Increasing domestic rapeseed production is an important national goal in China. Researchers often use tools such as crop models to determine optimum management practices for new varieties to ...increased production. The CROPGRO-Canola model has not been used to simulate rapeseed in China. The overall goal of this work was to identify key inputs to the CROPGRO-Canola model for calibration with limited datasets in the Yangtze River basin. First, we conducted a global sensitivity analysis to identify key genetic and soil inputs that have a large effect on simulated days to flowering, days to maturity, yield, above-ground biomass, and maximum leaf area index. The extended Fourier amplitude test method (EFAST) sensitivity analysis was performed for a single year at 8 locations in the Yangtze River basin (spatial analysis) and for seven years at a location in Wuhan, China (temporal analysis). The EFAST software was run for 4520 combinations of input parameters for each site and year, resulting in a sensitivity index for each input parameter. Parameters were ranked using the top-down concordance method to determine relative sensitivity. Results indicated that the model outputs of days to flowering, days to maturity, yield, above-ground biomass, and maximum leaf area index were most sensitive to parameters that affect the duration of critical growth periods, such as emergence to flowering, and temperature response to these stages, as well as parameters that affect total biomass at harvest. The five model outputs were also sensitive to several soil parameters, including drained upper and lower limit (SDUL and SLLL) and drainage rate (SLDR).
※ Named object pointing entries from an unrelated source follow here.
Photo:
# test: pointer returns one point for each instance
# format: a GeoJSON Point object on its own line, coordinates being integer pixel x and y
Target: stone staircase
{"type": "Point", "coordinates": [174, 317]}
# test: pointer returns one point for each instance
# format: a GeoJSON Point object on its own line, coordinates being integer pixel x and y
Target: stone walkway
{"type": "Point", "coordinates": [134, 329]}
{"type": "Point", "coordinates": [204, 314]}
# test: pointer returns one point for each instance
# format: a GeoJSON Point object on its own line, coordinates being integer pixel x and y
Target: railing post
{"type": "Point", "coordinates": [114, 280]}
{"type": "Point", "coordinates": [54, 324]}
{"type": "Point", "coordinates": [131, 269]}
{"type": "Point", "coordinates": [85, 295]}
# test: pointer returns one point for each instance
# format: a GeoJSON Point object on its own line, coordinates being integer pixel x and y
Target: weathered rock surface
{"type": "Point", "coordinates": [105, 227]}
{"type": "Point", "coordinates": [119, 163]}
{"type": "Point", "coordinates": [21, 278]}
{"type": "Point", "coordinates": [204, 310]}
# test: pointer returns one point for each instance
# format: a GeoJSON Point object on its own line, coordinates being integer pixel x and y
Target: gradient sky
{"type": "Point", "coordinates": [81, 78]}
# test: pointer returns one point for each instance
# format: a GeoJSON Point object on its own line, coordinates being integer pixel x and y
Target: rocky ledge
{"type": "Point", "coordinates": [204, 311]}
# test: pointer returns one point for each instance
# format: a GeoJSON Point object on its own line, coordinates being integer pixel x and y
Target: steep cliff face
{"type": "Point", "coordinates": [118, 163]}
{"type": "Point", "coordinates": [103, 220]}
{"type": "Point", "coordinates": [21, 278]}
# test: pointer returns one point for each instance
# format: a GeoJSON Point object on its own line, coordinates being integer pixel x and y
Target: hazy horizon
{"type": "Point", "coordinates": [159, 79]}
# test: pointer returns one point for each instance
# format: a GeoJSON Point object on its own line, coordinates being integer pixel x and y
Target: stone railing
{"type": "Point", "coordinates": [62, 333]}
The sensitivity of parameters was generally spatially and temporally stable. The results of the sensitivity analysis were used to calibrate and evaluate the model for a single rapeseed experiment in Wuhan, China. The model was calibrated using two seasons and evaluated using three seasons of data. Excellent nRMSE values were obtained for days to flowering (≤1.71%), days to maturity (≤ 1.48%), yield (≤ 9.96%), and above-ground biomass (≤ 9.63%). The results of this work can be used to guide researchers on model calibration and evaluation across the Yangtze River basin in China.